Erinnert wurde dabei an die Eröffnung des Hauses im Jahr 1966. Heinrich Böll sagte dort den legendären Satz: "Die Kunst muss immer zu weit gehen!" Hier wurde vermutet, dass das Schauspiel im Fokus der Streichliste stehe, weil es gerne zu weit gehe. Das sah der Dortmunder Kulturdezernent Jörg Stüdemann anders. Er diagnostizierte eher Desinteresse bei der Politik. Immer weniger aktive Politiker interessieren sich überhaupt für ihr Stadttheater, so seine These. Und dann gab er zu bedenken, dass dies eine ganz unvergleichliche Lage sei. Mit den 120 Milliarden, so rechnete er vor, die der Staat zur Stützung der Hypo Real Estate aufgebracht hat, könnten alle Kultureinrichtungen von Bund, Ländern und Kommunen für sechs Jahre betrieben werden.
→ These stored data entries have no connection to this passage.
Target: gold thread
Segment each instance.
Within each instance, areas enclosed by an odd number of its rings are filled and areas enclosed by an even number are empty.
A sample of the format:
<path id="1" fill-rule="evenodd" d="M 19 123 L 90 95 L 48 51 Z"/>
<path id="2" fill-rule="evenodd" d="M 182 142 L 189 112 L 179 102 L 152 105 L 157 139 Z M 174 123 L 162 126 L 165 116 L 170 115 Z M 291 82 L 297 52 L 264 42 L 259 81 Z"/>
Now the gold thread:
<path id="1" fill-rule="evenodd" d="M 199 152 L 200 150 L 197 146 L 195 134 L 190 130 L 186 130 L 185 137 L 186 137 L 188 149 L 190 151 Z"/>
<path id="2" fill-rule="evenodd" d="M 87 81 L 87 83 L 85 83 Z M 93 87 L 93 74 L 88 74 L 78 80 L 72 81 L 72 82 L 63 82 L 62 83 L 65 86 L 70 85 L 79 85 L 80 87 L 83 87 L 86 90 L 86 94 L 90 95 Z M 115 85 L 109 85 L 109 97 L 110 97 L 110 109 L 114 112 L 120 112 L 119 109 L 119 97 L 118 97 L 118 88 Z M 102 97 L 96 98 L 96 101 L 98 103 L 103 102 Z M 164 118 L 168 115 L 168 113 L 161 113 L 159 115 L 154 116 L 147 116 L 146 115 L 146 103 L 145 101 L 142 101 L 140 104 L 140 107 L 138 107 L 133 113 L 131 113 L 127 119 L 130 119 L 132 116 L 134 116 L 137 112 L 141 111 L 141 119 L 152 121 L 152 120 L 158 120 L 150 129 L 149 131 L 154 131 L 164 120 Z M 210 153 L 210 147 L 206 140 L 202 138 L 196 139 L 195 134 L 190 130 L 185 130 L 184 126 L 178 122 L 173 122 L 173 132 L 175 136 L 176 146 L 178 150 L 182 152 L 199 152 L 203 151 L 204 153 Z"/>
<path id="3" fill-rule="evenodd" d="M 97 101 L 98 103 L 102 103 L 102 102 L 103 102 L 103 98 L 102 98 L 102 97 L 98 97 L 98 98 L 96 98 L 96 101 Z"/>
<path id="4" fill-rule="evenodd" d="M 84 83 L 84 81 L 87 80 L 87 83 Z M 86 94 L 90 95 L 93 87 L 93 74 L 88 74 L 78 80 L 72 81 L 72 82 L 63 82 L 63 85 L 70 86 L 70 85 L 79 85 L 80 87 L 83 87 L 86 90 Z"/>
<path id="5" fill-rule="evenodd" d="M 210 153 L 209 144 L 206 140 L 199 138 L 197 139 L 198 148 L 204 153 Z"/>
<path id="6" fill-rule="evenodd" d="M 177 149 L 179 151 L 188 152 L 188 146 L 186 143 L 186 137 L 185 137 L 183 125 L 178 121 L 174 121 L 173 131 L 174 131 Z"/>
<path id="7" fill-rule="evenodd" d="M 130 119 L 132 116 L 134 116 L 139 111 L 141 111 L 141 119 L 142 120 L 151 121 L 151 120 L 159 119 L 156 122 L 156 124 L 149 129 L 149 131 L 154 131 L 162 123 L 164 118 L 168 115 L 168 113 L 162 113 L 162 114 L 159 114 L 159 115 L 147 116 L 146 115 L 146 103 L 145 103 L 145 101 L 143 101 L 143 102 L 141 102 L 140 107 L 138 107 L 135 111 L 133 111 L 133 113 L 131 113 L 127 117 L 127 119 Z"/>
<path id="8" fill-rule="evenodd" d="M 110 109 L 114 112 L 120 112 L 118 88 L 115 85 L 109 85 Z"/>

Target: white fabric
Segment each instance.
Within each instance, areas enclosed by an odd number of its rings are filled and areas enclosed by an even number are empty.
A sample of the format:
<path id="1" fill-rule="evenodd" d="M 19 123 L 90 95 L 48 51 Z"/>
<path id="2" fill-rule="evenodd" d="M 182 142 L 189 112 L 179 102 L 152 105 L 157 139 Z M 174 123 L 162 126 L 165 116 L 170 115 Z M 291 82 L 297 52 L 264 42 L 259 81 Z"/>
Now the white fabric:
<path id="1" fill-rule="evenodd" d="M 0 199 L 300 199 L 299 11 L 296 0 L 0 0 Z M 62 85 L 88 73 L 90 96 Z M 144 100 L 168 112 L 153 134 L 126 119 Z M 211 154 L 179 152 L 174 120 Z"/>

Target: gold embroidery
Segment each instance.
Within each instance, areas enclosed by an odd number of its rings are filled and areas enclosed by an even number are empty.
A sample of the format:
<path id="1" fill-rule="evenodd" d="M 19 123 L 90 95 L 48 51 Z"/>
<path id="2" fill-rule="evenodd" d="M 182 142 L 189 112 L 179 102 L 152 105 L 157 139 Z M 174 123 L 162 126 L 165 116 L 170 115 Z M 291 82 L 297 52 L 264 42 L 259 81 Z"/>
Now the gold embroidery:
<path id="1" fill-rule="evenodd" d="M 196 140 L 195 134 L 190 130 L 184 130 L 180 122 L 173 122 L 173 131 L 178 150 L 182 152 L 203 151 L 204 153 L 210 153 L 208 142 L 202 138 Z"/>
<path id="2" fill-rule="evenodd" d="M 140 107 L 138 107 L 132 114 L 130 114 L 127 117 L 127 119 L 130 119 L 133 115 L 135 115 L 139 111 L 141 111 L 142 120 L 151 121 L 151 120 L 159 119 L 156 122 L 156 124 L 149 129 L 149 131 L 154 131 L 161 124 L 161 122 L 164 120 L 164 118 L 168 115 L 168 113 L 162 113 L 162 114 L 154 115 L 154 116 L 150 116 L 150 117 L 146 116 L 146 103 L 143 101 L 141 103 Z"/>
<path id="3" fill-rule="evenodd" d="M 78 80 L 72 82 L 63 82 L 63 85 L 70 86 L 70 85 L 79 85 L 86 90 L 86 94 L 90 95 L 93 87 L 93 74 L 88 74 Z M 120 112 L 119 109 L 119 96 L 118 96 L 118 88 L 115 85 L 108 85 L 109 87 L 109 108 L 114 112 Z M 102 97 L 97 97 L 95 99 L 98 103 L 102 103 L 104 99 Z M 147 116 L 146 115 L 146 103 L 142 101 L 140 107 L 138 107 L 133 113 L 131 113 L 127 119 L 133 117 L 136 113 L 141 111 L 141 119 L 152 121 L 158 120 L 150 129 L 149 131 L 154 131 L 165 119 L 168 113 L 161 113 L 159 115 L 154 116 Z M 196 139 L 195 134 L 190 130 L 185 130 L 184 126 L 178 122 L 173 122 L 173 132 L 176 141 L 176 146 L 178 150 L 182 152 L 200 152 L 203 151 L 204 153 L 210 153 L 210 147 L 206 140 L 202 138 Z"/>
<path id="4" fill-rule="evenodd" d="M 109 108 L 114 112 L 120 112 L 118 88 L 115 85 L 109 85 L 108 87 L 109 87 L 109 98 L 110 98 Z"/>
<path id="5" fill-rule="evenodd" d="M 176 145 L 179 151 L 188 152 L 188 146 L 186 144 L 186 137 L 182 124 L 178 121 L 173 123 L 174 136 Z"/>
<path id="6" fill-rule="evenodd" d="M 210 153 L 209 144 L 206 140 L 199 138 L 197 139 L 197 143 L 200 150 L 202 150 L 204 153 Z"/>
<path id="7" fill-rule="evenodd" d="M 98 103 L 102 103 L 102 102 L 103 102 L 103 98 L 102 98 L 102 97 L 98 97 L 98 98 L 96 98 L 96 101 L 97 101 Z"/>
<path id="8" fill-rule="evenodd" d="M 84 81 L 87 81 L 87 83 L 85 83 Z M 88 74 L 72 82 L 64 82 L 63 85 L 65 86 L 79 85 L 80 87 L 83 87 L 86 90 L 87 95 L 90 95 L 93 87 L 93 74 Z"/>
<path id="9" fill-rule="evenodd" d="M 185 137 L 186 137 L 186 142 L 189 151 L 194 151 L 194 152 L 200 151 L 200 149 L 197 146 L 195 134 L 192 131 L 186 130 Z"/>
Von der Stadt Wuppertal ließ sich kein Verantwortlicher blicken. Einig waren sich die Protestierenden weitgehend, dass nicht die Kommunen für die Misere verantwortlich sind. Kulturfeindlich, so die mehrfach geäußerte These, wirke sich die Politik von Bund und Land aus. In Berlin und Düsseldorf werden Gesetze gemacht, die die Kommunen mitfinanzieren müssen, etwa die Wohnungskosten von Hartz IV-Empfängern oder die Ausstattung der Kindergartenplätze für unter Dreijährige.
Über die von Politikern so gerne benutzte These, man dürfe künftigen Generationen nicht so viele Schulden überlassen, wurde eher gespöttelt. Für den Schuldenabbau haben die freiwilligen Leistungen hauptsächlich symbolischen Wert, so die Publizistin Anne Linsel, dafür laden die heutigen Politiker Schuld auf sich, wenn sie die Kulturinstitute für künftige Generationen zerstören. "Dann wird es so wie in Amerika", argumentierte Aachens Intendant Michael Schmitz-Aufterbeck, "dass nur noch die allergrößten Städte eine Oper haben, und die ist völlig abhängig von reichen Mäzenen!"
Am Schluss der Aktionen und Diskussionen stand die Absichtserklärung, dass man weiter zusammenhalten wolle. Die "24 Stunden von Wuppertal" brachten eine Neuerung, die Gemeinschaft aller "freiwilligen Leistungen" von Jugend über Bildung zu Kultur. Die Wuppertaler Bühnen und die Initiative "Wuppertal wehrt sich", in der hauptsächlich sozial engagierte Gruppen und Einrichtungen versammelt sind, haben zusammen gehandelt. "Wir haben von Anfang an klargemacht, dass wir uns nicht in Soziales, Jugend, Sport und Kultur auseinanderdividieren lassen", betonte die Sprecherin von "Wuppertal wehrt sich", Barbara Hüppe. Dieser Schulterschluss könnte und sollte beispielhaft werden. Denn es drohen in vielen Städten, besonders in Nordrhein-Westfalen, ähnliche Kürzungsvorschläge wie in Wuppertal.